The Fury is the name James uses to refer to his anger, his addiction, and his self-destructive impulses. Throughout most of the book, the Fury rules James. It compels him to lash out or avoid others, to consume massive amounts of drugs and alcohol, and to destroy all that is good in his life. Early on in James’s stay at the clinic, the Fury is uncontrollable and nearly insatiable: he replaces his urge to consume drugs and alcohol with food, and he has a violent run-in with a fellow patient. As time goes on, James becomes more aware that he must beat the Fury, and that if he does not learn to control it, it will kill him.

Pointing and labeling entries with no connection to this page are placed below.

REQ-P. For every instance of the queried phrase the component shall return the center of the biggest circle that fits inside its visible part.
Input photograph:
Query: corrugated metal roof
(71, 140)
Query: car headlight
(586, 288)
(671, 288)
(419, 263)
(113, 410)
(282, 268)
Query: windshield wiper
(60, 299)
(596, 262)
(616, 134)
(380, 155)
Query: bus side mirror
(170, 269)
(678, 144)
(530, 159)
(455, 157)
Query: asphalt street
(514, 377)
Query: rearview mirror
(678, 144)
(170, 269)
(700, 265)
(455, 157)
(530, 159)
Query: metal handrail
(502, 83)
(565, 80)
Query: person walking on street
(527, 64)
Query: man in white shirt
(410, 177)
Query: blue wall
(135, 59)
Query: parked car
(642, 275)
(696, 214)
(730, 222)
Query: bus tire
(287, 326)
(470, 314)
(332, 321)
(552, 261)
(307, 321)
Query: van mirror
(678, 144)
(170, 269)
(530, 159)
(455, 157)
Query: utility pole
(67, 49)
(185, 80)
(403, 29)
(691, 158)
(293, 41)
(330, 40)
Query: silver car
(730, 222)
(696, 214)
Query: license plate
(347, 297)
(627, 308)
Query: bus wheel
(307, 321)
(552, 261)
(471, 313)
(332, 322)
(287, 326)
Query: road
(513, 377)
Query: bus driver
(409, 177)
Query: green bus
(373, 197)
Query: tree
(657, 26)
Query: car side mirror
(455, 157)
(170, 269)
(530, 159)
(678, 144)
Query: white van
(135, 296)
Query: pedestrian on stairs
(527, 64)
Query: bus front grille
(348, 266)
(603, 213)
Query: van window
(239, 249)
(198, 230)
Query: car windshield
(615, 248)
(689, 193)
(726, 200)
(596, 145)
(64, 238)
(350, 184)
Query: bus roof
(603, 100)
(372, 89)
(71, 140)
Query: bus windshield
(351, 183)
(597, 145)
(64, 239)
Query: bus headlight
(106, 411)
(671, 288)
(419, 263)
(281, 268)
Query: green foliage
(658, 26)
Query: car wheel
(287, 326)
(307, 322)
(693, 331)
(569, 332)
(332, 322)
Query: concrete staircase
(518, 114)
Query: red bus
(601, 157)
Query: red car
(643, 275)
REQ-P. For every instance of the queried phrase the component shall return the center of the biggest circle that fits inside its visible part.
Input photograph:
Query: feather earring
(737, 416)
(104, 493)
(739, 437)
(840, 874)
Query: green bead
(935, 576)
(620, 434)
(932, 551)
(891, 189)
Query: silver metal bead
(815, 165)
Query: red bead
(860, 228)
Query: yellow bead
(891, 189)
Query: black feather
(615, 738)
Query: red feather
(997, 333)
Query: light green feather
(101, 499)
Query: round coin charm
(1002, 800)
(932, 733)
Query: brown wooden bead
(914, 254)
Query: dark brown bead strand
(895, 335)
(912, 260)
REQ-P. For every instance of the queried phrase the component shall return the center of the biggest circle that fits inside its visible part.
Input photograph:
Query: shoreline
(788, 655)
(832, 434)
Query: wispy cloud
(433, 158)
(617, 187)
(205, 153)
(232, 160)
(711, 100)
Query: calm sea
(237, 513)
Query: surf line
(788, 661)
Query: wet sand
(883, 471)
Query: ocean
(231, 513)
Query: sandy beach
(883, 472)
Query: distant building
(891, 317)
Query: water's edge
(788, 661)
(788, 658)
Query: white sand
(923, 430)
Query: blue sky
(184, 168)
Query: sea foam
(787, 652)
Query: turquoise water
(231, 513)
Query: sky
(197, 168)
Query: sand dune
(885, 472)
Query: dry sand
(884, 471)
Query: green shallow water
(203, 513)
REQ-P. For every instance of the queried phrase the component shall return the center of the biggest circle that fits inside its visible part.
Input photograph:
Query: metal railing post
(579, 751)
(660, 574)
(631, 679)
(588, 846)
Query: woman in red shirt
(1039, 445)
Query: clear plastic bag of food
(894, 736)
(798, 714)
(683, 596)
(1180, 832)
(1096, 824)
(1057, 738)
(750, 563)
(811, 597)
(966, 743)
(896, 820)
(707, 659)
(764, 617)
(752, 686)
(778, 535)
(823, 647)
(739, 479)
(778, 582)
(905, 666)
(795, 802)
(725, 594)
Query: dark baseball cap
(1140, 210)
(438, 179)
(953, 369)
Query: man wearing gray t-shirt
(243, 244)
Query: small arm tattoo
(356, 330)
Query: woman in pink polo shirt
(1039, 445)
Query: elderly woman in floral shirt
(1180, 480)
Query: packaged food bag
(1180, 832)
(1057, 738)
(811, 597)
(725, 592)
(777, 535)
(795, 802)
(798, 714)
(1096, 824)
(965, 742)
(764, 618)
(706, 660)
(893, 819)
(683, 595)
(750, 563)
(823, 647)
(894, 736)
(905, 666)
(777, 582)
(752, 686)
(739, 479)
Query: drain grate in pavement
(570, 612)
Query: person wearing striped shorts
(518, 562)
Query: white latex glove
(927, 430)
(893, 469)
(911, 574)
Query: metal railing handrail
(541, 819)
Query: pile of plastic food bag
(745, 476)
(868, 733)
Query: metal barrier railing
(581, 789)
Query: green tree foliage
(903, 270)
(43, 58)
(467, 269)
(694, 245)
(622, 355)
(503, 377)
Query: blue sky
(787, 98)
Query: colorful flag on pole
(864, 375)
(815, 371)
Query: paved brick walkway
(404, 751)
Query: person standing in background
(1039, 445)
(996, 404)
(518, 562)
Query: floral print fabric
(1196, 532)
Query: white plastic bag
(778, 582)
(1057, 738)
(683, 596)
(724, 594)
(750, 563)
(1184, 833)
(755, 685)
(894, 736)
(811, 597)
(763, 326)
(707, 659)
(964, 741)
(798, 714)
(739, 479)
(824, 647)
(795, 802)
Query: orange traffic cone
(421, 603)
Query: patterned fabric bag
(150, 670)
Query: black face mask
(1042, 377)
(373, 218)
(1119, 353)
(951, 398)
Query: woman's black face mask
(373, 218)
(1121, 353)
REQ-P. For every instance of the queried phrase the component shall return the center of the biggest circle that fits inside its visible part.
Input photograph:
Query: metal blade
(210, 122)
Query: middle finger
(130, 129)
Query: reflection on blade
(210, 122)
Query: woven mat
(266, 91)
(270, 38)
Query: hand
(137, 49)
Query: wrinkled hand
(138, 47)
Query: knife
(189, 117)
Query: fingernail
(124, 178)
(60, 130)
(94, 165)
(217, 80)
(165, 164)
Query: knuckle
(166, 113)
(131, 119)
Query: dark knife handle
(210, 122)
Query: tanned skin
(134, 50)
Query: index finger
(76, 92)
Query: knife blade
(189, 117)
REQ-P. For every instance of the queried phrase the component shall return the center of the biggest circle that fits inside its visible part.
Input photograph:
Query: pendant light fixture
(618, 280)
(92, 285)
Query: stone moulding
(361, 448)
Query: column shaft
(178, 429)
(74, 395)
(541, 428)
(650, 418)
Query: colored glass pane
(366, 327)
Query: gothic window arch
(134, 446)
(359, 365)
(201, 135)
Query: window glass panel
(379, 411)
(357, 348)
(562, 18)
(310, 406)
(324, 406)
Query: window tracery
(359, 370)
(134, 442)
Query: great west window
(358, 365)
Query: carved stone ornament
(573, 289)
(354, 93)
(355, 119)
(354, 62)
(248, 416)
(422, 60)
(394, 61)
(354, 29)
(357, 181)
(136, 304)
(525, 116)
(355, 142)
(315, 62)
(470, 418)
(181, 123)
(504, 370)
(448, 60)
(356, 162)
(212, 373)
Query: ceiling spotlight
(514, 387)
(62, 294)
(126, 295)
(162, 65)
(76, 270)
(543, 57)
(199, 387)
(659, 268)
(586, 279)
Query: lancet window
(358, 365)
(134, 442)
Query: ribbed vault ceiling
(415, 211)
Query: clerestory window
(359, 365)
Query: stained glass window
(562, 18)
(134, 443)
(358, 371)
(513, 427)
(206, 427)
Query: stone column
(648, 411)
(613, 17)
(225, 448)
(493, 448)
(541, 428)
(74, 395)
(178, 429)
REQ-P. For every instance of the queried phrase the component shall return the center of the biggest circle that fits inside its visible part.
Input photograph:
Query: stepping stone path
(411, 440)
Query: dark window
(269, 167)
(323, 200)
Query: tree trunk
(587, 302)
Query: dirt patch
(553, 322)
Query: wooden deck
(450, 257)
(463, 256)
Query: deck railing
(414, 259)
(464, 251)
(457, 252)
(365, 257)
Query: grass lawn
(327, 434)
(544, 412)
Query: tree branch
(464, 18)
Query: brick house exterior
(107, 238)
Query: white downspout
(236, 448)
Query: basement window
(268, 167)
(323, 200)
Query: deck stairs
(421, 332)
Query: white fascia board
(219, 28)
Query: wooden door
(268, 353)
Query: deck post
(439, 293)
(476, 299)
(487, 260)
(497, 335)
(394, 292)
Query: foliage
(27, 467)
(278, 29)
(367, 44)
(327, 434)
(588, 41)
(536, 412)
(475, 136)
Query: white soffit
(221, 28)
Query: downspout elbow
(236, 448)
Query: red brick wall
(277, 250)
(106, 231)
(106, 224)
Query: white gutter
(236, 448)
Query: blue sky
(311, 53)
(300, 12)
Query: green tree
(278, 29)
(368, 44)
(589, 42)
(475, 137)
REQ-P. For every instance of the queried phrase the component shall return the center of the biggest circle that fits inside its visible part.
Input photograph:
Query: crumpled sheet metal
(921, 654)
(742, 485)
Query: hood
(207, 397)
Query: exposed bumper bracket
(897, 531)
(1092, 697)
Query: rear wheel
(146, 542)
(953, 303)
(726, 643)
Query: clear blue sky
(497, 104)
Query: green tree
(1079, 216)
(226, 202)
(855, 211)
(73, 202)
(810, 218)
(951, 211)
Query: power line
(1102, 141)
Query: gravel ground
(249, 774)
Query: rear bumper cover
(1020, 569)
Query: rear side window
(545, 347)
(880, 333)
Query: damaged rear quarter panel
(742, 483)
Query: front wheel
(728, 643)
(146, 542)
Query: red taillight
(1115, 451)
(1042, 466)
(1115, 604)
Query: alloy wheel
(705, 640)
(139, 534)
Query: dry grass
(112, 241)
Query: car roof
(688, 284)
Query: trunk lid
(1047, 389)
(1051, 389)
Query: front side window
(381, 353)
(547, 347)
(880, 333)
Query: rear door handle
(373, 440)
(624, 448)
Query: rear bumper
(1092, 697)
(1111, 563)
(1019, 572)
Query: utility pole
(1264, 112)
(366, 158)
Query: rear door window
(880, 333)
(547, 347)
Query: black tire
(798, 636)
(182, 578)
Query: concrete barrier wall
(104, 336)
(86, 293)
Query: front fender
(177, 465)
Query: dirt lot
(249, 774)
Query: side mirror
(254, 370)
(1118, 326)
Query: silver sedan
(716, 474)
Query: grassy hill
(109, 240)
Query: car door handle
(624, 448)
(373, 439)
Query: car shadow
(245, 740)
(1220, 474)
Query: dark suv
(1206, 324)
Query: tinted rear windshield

One way James controls it is through his relationship with Lilly. He replaces his addiction for drugs and alcohol with love for her.
When James’s parents come to the clinic to take part in the Family Program against his wishes, the Fury rises in James. But he realizes that this is more selfish anger than anything, because after their arrival, James and his parents make remarkable progress. Although his parents leave the program early and the Fury rises, it does not manifest itself in any compulsive behavior or violent action. The truly telling point, though, is at the end of the book, when James orders a pint glass of whiskey to test the Fury, to see if he’s strong enough to fight his addictive urges. Even though the power of the Fury is almost unbearably strong as he stares at and smells the whiskey, James is able to overcome it and have the bartender pour the glass down the drain.